Modulation of Lipid Kinase PI4KII alpha Activity and Lipid Raft Association of Presenilin 1 Underlies gamma-Secretase Inhibition by Ginsenoside (20S)-Rg3

Abstract

Amyloid beta-peptide (A beta) pathology is an invariant feature of Alzheimer disease, preceding any detectable clinical symptoms by more than a decade. To this end, we seek to identify agents that can reduce A beta levels in the brain via novel mechanisms.

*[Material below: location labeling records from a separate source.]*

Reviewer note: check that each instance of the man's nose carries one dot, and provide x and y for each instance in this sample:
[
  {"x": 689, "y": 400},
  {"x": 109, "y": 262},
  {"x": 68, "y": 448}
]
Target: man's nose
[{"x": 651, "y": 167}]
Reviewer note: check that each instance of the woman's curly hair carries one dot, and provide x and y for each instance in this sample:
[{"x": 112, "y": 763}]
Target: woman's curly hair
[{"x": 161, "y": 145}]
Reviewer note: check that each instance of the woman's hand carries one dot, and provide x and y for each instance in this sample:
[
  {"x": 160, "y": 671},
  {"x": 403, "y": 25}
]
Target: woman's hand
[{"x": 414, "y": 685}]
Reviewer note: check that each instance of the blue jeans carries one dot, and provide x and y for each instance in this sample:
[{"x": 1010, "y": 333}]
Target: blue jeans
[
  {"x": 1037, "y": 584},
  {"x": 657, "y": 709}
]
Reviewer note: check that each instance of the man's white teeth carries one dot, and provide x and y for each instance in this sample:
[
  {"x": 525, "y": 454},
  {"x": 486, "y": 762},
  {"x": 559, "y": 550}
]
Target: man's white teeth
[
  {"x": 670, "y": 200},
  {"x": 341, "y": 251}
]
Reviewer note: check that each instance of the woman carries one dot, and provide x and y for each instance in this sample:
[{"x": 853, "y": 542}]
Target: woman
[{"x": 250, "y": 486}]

We found that (20S)-Rg3, a triterpene natural compound known as ginsenoside, reduced A beta levels in cultured primary neurons and in the brains of a mouse model of Alzheimer disease. The (20S)-Rg3 treatment induced a decrease in the association of presenilin 1 (PS1) fragments with lipid rafts where catalytic components of the gamma-secretase complex are enriched. The A beta-lowering activity of (20S)-Rg3 directly correlated with increased activity of phosphatidylinositol 4-kinase II alpha (PI4KII alpha), a lipid kinase that mediates the rate-limiting step in phosphatidylinositol 4,5-bisphosphate synthesis. PI4KII alpha overexpression recapitulated the effects of (20S)-Rg3, whereas reduced expression of PI4KII alpha abolished the A beta-reducing activity of (20S)-Rg3 in neurons. Our results substantiate an important role for PI4KII alpha and phosphoinositide modulation in gamma-secretase activity and A beta biogenesis.